Perhaps it’s because, while poor people are not lazy, they are not stupid either. If you pay people more not to work than they can earn at a job, many won’t work.

A new study by the Cato Institute found that in many states, it does indeed pay better to be on welfare than it does to work.

Most reports on welfare focus only on the cash benefit program: Temporary Assistance for Needy Families. This leaves the misimpression that benefits provide a bare, subsistence-level income. In reality, the U.S. government funds 126 separate programs for low-income people, 72 of which provide either cash or in-kind benefits to individuals.

Because there are so many categories of welfare recipients and so many different types of benefits, it is extremely difficult to determine how many people get what combination of benefits. For the purposes of this study, we assumed a hypothetical family consisting of a mother with two children, ages 1 and 4, and calculated the combined total of seven benefits that family could receive in all 50 states.

If that mom received Temporary Assistance for Needy Families, it is almost certain that she would also receive food stamps and Medicaid as well. Roughly 87 percent of needy families do.

In Washington, D.C., and 10 particularly generous states — Hawaii, Vermont, Connecticut, Massachusetts, New York, New Jersey, Rhode Island, Maryland, New Hampshire and California — these seven programs provide a mother with two young children an annual benefit worth more than $35,000 a year.

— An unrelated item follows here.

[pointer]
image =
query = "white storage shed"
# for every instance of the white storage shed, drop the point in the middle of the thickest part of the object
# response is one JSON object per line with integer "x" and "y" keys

That may sound low, but it’s important to remember that welfare benefits are not taxed, whereas wages are. So to put the welfare benefit package in perspective, we calculated the amount of money our recipient would have to earn in pretax income to bring home an equal amount of money if she took a 40-hour-per-week job.

After computing the federal income tax, the state income tax and payroll taxes, as well as taking into account federal and state earned income tax credits and the child tax credit, we came to the inescapable conclusion that welfare pays very well.

In Hawaii, Massachusetts, Connecticut, New York, New Jersey, Rhode Island, Vermont and Washington, D.C., welfare pays more than a $20-an-hour job, or more than 2.75 times the minimum wage.

By not working, welfare recipients may be responding rationally to the incentives our public policymakers have established.

As a result, if Congress and state legislatures are serious about reducing welfare dependence and rewarding work, they should consider strengthening welfare work requirements, removing exemptions and narrowing the definition of work. Moreover, states should shrink the gap between the value of welfare and work by reducing current benefit levels and tightening eligibility requirements.